[Deze repliek is ook verschenen op Geloof & Wetenschap.]
In juni schreef Hans van Eyghen voor Geloof & Wetenschap een opiniestuk waarin hij betoogde dat de geloofwaardigheid van religieuze overtuigingen niet in het geding komt door de naturalistische verklaringen van religie die gegeven worden door het opkomende wetenschapsveld cognitive science of religion (CSR). Daarop schreef ik ook een opiniestuk (een uitgebreidere versie hier) waarin ik het tegenovergestelde betoogde: naturalistische CSR-verklaringen van religie werken debunkend (ondermijnend) voor de geloofwaardigheid van religieuze overtuigingen. Hans van Eyghen schreef daarop een reactie waarin hij hoofdzakelijk twee tegenwerpingen geeft. De eerste is dat een overtuiging niet onredelijk wordt als deze door een naturalistisch mechanisme geproduceerd wordt. Zijn tweede tegenwerping is dat de huidige naturalistische CSR-verklaringen ontoereikend zijn. In mijn oorspronkelijke stuk ga ik al in op deze tegenwerpingen, maar die worden opmerkelijk genoeg door Van Eyghen niet besproken in zijn reactie. Ik wil ze daarom hier nogmaals kort aanstippen en daarmee aangeven waarom Van Eyghens standpunt problematisch blijft.
Van Eyghens eerste punt is dat het feit dat religieus geloof geproduceerd wordt door een naturalistisch mechanisme, niet betekent dat dit geloof onredelijk is. Ik gaf al aan dat dit op zichzelf klopt, maar wees op verschillende verdere problemen. De vraag is immers of een dergelijk naturalistisch mechanisme betrouwbaar is in het opleveren van ware religieuze overtuigingen. Zo'n mechanisme zou volgens Van Eyghen "meer ware dan valse overtuigingen moet produceren" om betrouwbaar te mogen heten. In mijn oorspronkelijke stuk gaf ik al voorbeelden waaruit blijkt dat dit mechanisme onbetrouwbaar is. Als we ervan uitgaan dat er één waarheidminnende God is, heeft het grootste deel van de mensheid door de millennia heen bijvoorbeeld onware religieuze overtuigingen (gehad) omdat ze polytheïstisch of animistisch zijn (of waren). Zelfs binnen het monotheïsme zijn er nog allerlei verschillende en tegenstrijdige overtuigingen. Blijkbaar levert het mechanisme dat religie produceert dus meer onware dan ware overtuigingen op, en is daarmee volgens Van Eyghens eigen criterium onbetrouwbaar. Aan deze problemen gaat hij geheel voorbij in zijn reactie. Tevens bespreek ik het probleem van goddelijk ingrijpen in de natuurlijke werkelijkheid die gebonden is aan strenge behoudswetten, maar ook hier gaat Van Eyghen niet op in.

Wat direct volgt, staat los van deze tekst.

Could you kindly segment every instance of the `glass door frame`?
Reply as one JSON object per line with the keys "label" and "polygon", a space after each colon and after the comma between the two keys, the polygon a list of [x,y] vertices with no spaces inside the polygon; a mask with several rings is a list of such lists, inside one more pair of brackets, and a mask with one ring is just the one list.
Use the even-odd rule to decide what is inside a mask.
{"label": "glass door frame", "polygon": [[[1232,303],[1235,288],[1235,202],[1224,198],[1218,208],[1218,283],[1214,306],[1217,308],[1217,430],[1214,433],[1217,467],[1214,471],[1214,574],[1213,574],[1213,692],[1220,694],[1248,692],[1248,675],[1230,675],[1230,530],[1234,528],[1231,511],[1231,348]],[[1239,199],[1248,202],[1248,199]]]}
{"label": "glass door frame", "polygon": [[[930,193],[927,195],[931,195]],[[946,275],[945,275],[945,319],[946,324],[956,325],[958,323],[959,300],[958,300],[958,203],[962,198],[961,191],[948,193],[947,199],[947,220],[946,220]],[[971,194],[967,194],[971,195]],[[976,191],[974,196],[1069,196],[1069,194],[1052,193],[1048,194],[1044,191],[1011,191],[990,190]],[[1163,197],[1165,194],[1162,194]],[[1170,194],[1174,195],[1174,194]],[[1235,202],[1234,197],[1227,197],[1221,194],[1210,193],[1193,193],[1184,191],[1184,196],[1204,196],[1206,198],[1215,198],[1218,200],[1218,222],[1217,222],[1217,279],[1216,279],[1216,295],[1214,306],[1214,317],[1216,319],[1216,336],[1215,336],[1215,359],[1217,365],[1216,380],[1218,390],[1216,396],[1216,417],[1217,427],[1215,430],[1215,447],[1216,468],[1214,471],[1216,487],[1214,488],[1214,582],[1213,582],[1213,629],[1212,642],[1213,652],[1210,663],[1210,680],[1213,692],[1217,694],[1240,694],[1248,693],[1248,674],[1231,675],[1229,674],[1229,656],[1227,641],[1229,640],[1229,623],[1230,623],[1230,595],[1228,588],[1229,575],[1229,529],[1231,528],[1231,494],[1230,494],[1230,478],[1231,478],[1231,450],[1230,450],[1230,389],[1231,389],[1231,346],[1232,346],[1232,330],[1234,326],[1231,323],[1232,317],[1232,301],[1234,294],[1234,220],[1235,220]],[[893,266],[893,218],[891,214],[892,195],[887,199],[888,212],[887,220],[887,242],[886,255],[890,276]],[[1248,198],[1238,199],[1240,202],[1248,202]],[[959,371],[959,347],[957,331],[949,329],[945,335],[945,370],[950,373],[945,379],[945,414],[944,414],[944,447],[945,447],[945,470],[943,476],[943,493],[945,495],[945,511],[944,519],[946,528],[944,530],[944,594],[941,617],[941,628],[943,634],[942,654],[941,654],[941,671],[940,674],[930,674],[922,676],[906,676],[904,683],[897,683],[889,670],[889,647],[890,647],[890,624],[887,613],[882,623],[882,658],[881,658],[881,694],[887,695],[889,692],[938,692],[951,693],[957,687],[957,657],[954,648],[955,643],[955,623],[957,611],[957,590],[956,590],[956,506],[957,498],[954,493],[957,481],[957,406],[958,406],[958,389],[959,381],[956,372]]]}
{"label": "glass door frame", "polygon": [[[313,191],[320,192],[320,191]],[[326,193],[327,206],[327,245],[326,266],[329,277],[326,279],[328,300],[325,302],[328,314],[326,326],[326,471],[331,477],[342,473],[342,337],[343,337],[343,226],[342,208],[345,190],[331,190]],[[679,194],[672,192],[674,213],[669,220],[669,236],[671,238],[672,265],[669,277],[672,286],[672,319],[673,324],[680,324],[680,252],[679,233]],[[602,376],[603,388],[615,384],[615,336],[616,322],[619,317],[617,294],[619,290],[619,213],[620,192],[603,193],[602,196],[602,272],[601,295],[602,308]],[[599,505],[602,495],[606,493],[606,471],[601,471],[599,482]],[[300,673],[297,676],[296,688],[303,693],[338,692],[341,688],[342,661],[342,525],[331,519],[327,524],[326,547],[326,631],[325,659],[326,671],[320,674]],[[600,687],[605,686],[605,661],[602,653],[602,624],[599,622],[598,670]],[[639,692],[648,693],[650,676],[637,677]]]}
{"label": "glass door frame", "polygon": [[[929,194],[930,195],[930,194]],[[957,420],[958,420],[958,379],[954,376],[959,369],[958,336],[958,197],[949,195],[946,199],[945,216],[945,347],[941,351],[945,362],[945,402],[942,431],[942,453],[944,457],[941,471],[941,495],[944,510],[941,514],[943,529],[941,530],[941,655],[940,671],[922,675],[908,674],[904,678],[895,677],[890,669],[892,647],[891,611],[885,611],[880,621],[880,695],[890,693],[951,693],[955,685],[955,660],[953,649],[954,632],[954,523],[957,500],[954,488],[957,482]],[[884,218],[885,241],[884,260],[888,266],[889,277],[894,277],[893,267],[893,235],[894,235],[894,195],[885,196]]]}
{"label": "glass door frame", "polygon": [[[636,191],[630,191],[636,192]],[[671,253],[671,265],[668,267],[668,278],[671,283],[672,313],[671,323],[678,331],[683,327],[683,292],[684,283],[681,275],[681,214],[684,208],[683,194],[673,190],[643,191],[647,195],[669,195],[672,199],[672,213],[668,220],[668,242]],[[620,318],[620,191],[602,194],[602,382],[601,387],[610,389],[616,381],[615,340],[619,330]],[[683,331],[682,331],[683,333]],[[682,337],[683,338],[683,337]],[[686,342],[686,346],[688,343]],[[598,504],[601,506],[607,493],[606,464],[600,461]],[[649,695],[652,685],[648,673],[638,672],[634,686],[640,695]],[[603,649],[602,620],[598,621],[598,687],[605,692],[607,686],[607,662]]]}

Van Eyghens tweede punt is dat het nog "de vraag [is] of religieuze ervaringen op dit moment naturalistisch verklaard [kunnen] worden" en dat het "lang niet duidelijk [is] of CSR-verklaringen deze diversiteit aan ervaringen kunnen verklaren". In mijn oorspronkelijke stuk wees ik er reeds op dat CSR nog in de kinderschoenen staat en dat een omvattende theorie momenteel nog ontbreekt. Dat is ook niet vreemd voor een wetenschapsveld dat slechts zo'n dertig jaar bestaat en een buitengewoon complex en gevarieerd fenomeen poogt te verklaren. Niets wijst er evenwel op dat bepaalde aspecten van religie naturalistisch onverklaarbaar zijn en de bestaande verklaringen worden steeds verder uitgewerkt en onderbouwd [1].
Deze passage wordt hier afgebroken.